Furthermore, planning seems to be mediated by verbal skills, in terms of inner speech or language-based reflection, that is the use of language to reflect and guide behaviour. This association was already demonstrated in THC studies comparing their peers with specific language impairments: in experimental conditions, where verbal mediation was disrupted through articulatory suppression, THC’s planning performances get worse than a baseline situation, where language mediation is allowed. The dimension of this effect is greater for THC with relatively better language ability. The worsening phenomenon does not appear in children with specific language impairments that relies more on non-linguistic perceptual strategies for planning tasks [50].

Future research, specifically planned to experimentally control for all these aspects (low level EF and language tasks) may help to gain new insight in the CIC’s planning skills.

Study limitations

Present findings should be interpreted with caution due to some considerations. First of all, the small number of studies in line with the present inclusion criteria limited the generalizability of our findings. Moreover, overlapping data by the majority of existing studies limited the overall sample size or did not allow us to perform a meta-analysis for some EF skills. Likewise, the effects of some demographic and audiological factors, such as age at test/implantation, preoperative auditory profile, listening mode (unilateral/bilateral/bimodal), and CI model on EF skills could not be addressed due to small size and heterogeneity of the study samples. Although we limited the present study population to CIC without any additional disabilities/morpho-functional abnormalities, it was not possible to control for other significant predictors, such as communication modality (i.e., exclusively oral language vs mixed mode), school setting (mainstream or special schools) or socioeconomic status. Finally, some Authors rejected our data request or did not respond to the emails, hence, their studies were not included. We do not know the effects that their findings could have had on the present SR and meta-analysis.

Conclusions and implications

The present SR and meta-analysis on preschool and school-age CIC confirmed the presence of significant limitations in their verbal STM and reflected for the first time their difficulties in auditory attention and planning skills. No conclusions could be driven for inhibitory control and fluency skills, while similar CIC and THC performances seem to be developed in the flexibility domain. It seems that the amount of clinical evidence is EF skill specific: memory received more attention than other skills (e.g., planning).

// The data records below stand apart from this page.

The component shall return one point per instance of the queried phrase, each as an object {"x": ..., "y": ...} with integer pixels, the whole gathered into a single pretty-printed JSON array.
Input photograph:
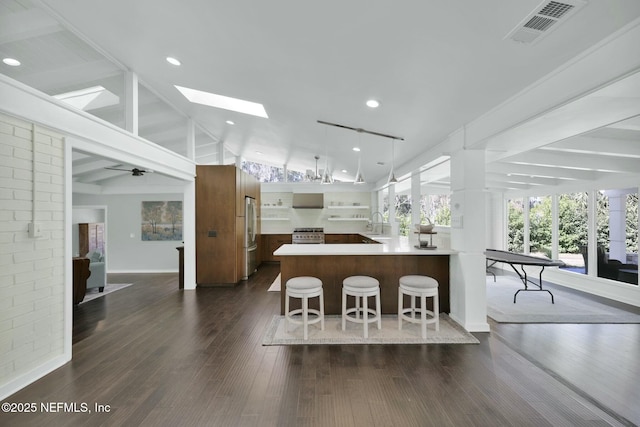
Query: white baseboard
[
  {"x": 141, "y": 271},
  {"x": 35, "y": 374}
]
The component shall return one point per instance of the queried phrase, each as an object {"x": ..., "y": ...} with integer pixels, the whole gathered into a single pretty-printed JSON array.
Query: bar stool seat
[
  {"x": 304, "y": 287},
  {"x": 421, "y": 287},
  {"x": 361, "y": 287}
]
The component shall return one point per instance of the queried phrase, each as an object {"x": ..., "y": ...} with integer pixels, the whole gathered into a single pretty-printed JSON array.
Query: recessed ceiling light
[
  {"x": 11, "y": 61},
  {"x": 372, "y": 103},
  {"x": 173, "y": 61},
  {"x": 224, "y": 102}
]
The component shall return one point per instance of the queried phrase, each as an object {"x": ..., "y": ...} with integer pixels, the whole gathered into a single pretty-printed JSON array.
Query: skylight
[
  {"x": 224, "y": 102},
  {"x": 89, "y": 98}
]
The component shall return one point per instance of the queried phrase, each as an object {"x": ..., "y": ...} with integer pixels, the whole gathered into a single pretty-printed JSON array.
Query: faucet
[{"x": 381, "y": 223}]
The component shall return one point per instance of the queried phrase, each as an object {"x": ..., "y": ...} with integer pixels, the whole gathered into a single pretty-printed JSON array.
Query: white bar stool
[
  {"x": 422, "y": 287},
  {"x": 361, "y": 287},
  {"x": 304, "y": 287}
]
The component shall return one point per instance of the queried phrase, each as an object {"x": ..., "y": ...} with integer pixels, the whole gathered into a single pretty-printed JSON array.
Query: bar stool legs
[
  {"x": 304, "y": 287},
  {"x": 421, "y": 287},
  {"x": 361, "y": 287}
]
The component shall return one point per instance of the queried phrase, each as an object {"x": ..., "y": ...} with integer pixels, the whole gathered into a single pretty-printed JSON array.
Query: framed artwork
[{"x": 161, "y": 221}]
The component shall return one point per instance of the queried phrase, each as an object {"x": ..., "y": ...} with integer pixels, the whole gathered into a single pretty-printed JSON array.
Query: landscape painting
[{"x": 161, "y": 221}]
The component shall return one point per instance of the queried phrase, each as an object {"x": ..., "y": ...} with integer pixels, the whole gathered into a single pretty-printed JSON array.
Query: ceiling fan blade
[{"x": 360, "y": 130}]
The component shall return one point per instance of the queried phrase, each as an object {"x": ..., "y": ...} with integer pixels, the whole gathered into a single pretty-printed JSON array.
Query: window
[
  {"x": 403, "y": 214},
  {"x": 573, "y": 227},
  {"x": 436, "y": 207},
  {"x": 266, "y": 173},
  {"x": 515, "y": 230},
  {"x": 540, "y": 226},
  {"x": 617, "y": 235}
]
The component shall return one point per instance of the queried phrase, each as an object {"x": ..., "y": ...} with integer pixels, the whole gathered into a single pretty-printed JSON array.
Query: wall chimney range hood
[{"x": 308, "y": 200}]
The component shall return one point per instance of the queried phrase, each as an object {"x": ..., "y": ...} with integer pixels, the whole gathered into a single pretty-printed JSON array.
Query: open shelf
[{"x": 348, "y": 207}]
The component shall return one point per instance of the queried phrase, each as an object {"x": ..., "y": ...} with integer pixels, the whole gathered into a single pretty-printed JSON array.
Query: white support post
[
  {"x": 191, "y": 139},
  {"x": 131, "y": 102},
  {"x": 468, "y": 223},
  {"x": 554, "y": 226},
  {"x": 416, "y": 195},
  {"x": 220, "y": 153}
]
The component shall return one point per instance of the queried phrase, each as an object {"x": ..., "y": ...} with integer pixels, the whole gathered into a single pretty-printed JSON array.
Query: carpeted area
[
  {"x": 536, "y": 307},
  {"x": 109, "y": 288},
  {"x": 450, "y": 333}
]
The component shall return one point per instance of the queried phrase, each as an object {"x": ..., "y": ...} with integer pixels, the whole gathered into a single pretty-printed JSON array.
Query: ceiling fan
[{"x": 134, "y": 171}]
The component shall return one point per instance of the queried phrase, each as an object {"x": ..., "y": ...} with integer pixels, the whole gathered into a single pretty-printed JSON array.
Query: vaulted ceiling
[{"x": 433, "y": 66}]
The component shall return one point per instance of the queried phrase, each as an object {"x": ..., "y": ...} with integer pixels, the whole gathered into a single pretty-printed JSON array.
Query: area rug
[
  {"x": 536, "y": 307},
  {"x": 275, "y": 286},
  {"x": 450, "y": 333},
  {"x": 93, "y": 293}
]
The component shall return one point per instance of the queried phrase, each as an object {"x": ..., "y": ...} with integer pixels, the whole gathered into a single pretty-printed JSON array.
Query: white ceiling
[{"x": 434, "y": 66}]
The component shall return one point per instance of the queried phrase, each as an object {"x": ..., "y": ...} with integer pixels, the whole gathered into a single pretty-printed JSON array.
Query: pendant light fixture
[
  {"x": 359, "y": 178},
  {"x": 392, "y": 176}
]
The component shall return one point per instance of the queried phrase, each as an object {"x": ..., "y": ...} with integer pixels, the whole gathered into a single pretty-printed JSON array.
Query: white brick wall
[{"x": 32, "y": 284}]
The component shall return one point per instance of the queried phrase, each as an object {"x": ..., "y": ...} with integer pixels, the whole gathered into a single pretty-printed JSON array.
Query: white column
[
  {"x": 220, "y": 153},
  {"x": 392, "y": 210},
  {"x": 468, "y": 223},
  {"x": 131, "y": 102},
  {"x": 189, "y": 234},
  {"x": 592, "y": 234},
  {"x": 526, "y": 232},
  {"x": 554, "y": 226},
  {"x": 416, "y": 194},
  {"x": 191, "y": 139}
]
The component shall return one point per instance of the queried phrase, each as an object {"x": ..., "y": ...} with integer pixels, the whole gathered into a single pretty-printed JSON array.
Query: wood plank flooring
[{"x": 163, "y": 357}]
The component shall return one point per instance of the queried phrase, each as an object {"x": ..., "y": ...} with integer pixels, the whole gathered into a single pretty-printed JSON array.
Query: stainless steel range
[{"x": 307, "y": 235}]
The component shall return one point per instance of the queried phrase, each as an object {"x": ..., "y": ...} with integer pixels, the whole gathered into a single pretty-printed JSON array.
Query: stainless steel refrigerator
[{"x": 250, "y": 237}]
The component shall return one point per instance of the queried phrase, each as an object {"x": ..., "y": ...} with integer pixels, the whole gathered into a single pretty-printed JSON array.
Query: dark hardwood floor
[{"x": 159, "y": 356}]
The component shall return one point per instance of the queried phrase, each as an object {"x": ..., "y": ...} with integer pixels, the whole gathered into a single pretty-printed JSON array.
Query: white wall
[
  {"x": 339, "y": 204},
  {"x": 125, "y": 251},
  {"x": 33, "y": 293}
]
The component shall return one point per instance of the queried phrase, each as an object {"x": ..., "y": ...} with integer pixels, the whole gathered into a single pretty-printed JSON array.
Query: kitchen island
[{"x": 388, "y": 261}]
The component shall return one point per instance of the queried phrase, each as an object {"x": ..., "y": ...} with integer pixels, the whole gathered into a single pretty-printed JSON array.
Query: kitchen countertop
[{"x": 389, "y": 245}]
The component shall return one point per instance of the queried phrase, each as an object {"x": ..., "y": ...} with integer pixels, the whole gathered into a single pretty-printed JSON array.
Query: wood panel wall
[{"x": 220, "y": 212}]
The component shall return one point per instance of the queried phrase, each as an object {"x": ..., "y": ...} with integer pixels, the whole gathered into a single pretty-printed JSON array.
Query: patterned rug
[
  {"x": 536, "y": 307},
  {"x": 93, "y": 293},
  {"x": 450, "y": 333}
]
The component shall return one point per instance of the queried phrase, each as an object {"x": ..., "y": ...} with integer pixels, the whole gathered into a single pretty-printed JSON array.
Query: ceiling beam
[
  {"x": 600, "y": 146},
  {"x": 577, "y": 161},
  {"x": 504, "y": 167}
]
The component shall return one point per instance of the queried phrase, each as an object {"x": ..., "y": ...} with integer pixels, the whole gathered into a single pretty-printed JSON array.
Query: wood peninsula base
[{"x": 388, "y": 268}]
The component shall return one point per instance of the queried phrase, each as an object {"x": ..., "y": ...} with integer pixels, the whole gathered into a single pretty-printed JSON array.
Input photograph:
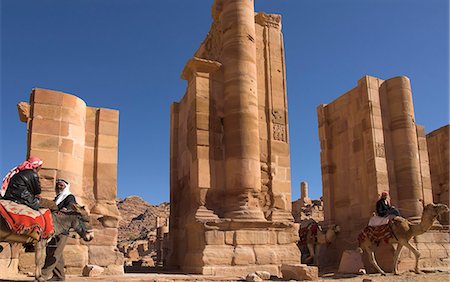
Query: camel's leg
[
  {"x": 416, "y": 253},
  {"x": 397, "y": 253},
  {"x": 372, "y": 260},
  {"x": 316, "y": 254},
  {"x": 311, "y": 251},
  {"x": 40, "y": 259}
]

Future research is needed to investigate EF domains, where doubts are still present. Knowing the significant effects of early implantation and habilitation on postoperative performance, the knowledge we already have on deficits and possible mechanisms that underlie the most studied EF could guide the implementation of specific training programs, already in the first phases of postoperative (re)habilitative process, with particular attention to preschool age when delays are still not too big to be compensated.